Wednesday, September 22, 2021

4th Circuit continues its Lanham Act frolic, notes overbreadth of expansive injunctive relief

De Simone v. Alfasigma USA, Inc., No. 19-1731, 847 Fed.Appx. 174 (4th Cir. Feb. 17, 2021)

Depressingly doubling down on its bizarre interpretation of the Lanham Act first created by misinterpreting California’s UCL, the Fourth Circuit nonetheless mitigates some of the consequences of that game of telephone in this opinion. (I filed an amicus brief, with which the court didn’t agree.)

The parties have been fighting for a while. Ignoring entity shifts: De Simone used to license a probiotic formula to Alfasigma, which continues to make a probiotic under the same trademark, VSL#3, but now with a different formulation. Now De Simone’s entities compete with Alfasigma. A jury found the VSL parties liable for false advertising and unjust enrichment, basically for advertising that the formula was still the same, and awarded over $17 million in damages. The court of appeals affirmed on liability/damages, but partially vacated the injunction as overbroad, picking up on another problem in the case as it has evolved—its restrictions on apparently truthful commercial speech.
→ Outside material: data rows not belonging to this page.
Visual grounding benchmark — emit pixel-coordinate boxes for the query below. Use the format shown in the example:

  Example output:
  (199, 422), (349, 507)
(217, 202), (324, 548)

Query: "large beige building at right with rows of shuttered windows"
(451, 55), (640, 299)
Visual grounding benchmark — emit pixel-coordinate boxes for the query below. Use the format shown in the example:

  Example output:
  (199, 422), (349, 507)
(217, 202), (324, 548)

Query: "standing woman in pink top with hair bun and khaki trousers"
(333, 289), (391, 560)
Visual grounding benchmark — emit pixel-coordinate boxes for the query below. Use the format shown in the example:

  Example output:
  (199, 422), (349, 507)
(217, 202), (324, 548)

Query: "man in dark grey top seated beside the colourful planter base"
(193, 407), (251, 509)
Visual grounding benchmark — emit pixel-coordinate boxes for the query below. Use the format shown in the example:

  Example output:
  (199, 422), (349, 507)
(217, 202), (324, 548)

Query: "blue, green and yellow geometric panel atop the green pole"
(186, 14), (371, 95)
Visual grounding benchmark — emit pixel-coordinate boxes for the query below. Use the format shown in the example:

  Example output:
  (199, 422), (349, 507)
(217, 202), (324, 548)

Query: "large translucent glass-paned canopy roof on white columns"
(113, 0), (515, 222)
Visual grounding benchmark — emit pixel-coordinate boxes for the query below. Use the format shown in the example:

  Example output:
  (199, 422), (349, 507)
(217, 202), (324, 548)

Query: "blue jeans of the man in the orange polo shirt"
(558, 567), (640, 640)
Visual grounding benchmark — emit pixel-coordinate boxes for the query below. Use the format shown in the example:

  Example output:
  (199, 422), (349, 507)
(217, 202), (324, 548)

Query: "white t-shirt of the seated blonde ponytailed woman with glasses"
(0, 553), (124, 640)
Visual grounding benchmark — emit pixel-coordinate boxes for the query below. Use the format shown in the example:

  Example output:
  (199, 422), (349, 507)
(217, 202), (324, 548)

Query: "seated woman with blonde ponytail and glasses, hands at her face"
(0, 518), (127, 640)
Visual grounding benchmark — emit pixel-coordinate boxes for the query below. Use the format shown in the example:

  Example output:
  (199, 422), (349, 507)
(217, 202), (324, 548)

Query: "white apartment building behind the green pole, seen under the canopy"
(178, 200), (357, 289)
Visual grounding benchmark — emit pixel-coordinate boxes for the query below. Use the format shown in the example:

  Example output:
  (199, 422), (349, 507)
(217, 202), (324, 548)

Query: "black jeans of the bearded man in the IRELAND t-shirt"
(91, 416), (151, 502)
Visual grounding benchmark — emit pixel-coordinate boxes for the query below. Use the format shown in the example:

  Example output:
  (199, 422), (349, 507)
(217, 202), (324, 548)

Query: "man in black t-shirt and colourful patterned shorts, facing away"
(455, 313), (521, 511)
The parties presented conflicting expert testimony regarding whether two versions of VSL#3 were essentially the same. Defendants argued that, under In re GNC Corp., 789 F.3d 505 (4th Cir. 2015), their expert’s testimony that the two products were genetically and functionally equivalent precluded a finding of literal falsity as a matter of law. The district court disagreed.
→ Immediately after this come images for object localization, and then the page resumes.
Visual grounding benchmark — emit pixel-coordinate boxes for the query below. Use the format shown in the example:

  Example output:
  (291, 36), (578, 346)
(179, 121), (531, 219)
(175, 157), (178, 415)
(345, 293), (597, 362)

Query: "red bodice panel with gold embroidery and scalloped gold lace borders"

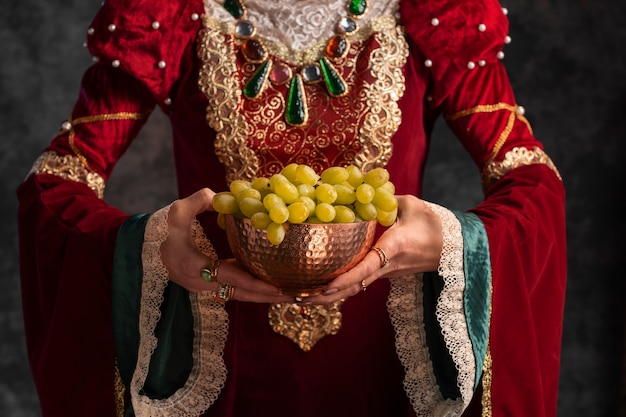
(198, 2), (408, 181)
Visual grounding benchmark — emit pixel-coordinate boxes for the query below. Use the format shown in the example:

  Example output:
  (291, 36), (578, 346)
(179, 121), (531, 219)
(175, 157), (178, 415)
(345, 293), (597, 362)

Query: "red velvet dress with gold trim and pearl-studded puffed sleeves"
(18, 0), (566, 416)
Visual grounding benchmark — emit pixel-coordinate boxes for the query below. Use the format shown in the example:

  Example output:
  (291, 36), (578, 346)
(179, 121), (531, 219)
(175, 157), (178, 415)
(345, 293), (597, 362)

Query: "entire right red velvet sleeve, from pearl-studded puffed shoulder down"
(401, 0), (566, 416)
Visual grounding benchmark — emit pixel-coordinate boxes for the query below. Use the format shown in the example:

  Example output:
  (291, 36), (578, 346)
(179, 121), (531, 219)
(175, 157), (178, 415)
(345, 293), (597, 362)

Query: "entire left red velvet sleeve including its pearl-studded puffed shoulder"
(18, 0), (201, 417)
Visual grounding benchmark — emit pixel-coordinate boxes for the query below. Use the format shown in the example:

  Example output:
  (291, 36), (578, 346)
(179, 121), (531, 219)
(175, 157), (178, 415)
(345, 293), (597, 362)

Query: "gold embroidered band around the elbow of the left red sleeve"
(28, 152), (105, 198)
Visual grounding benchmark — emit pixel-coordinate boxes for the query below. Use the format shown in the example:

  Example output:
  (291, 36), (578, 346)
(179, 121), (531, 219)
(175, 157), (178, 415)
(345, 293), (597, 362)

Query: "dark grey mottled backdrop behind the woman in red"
(0, 0), (626, 417)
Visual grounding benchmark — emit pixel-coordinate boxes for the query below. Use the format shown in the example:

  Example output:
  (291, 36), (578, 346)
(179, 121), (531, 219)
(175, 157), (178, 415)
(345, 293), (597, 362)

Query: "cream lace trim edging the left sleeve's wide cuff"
(130, 206), (228, 417)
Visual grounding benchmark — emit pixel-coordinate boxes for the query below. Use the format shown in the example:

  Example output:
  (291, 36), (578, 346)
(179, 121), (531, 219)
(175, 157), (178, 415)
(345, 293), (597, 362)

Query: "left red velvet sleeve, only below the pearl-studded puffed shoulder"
(18, 65), (152, 416)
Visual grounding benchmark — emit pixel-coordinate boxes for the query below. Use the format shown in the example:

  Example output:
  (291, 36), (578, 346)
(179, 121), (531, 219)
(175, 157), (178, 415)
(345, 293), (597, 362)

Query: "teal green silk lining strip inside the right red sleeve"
(453, 212), (491, 389)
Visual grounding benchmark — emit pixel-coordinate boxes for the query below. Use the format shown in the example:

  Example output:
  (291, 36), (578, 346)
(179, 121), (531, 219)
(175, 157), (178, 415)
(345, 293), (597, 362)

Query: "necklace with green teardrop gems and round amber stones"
(223, 0), (368, 126)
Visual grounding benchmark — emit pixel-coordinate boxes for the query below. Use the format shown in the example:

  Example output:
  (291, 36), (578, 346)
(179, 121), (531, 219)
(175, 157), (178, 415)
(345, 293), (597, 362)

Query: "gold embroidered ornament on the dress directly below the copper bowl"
(268, 300), (343, 352)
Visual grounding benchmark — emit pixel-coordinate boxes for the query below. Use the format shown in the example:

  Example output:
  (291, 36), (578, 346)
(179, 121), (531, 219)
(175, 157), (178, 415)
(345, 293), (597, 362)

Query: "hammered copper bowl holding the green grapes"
(226, 216), (376, 297)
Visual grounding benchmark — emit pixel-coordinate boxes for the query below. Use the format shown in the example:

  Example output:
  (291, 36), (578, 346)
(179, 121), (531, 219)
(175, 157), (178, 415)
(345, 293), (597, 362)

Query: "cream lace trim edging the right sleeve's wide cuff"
(387, 203), (476, 416)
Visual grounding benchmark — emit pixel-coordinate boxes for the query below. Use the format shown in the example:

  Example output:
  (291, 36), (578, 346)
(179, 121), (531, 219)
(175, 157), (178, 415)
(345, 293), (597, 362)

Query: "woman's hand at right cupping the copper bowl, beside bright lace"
(302, 195), (443, 305)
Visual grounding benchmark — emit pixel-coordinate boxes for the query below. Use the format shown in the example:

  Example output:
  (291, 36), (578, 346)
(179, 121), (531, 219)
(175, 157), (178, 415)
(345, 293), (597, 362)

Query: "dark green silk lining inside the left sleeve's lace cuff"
(112, 214), (194, 399)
The court of appeals upheld the district court but declined to recognize its GNC error, because “plaintiffs who believe that no reasonable scientist would agree with the challenged representations remain free to make that allegation. A manufacturer may not hold out the opinion of a minority of scientists as if it reflected broad scientific consensus.” The court of appeals said that the district court applied GNC accordingly by holding as follows:

GNC thus does not broadly hold that a false advertising claim based on a statement grounded in science must fail if the defendant presents an expert witness supporting its position. In the absence of a concession that the statement is the subject of reasonable scientific debate, that question is properly decided by the jury.

Of course, the court of appeals and the district court said two different things! In the district court, the plaintiff was not required to prove that “no reasonable scientist would agree with the challenged representations,” or that the defendant “held out the opinion of a minority as if it reflected broad scientific consensus.” Apparently after GNC the plaintiff is required to plead that no reasonable scientist would agree, or at least to avoid pleading that there is a controversy. 

But at the liability stage, the plaintiff here was, appropriately, required to prove that the challenged representations were, by a preponderance of the evidence, false. That is different from requiring the jury to find that the defendant’s expert was unreasonable. Punting to the jury helps disguise the variation, but does not entirely avoid the question of what it is that the jury must find. The district court’s approach is better than nothing, because it allows pleading to get around the qualified immunity-like standard of GNC, but this whole mess could be more easily avoided by looking at what the Lanham Act actually requires.

The district court’s permanent injunction barred defendants from

(1) stating or suggesting in VSL#3 promotional materials directed at or readily accessible to United States consumers that the present Version of VSL#3 produced in Italy ("Italian VSL#3") continues to contain the same formulation found in the Versions of VSL#3 produced before January 31, 2016 ("the De Simone Formulation"), including but not limited to making statements that VSL#3 contains the "original proprietary blend" or the "same mix in the same proportions" as earlier Version[s] of VSL#3; and (2) citing to or referring to any clinical studies performed on the De Simone Formulation or earlier Versions of VSL#3 as relevant or applicable to Italian VSL#3.

(2) was initially based on trademark reasoning, but seems to have been converted over time into a concomitant of the false advertising claim, so the district court reasoned that the remedy should be “focused on curtailing such claims of continuity between Italian VSL#3 and the De Simone formulation.” The court of appeals agreed, but noted that (2) was overbroad for that objective. The studies couldn’t be cited as if they were performed on current VSL#3, but prohibiting citation or reference to them as even relevant went too far. They could feasibly cite or refer to the studies as relevant “without claiming continuity between their old product and their new one.”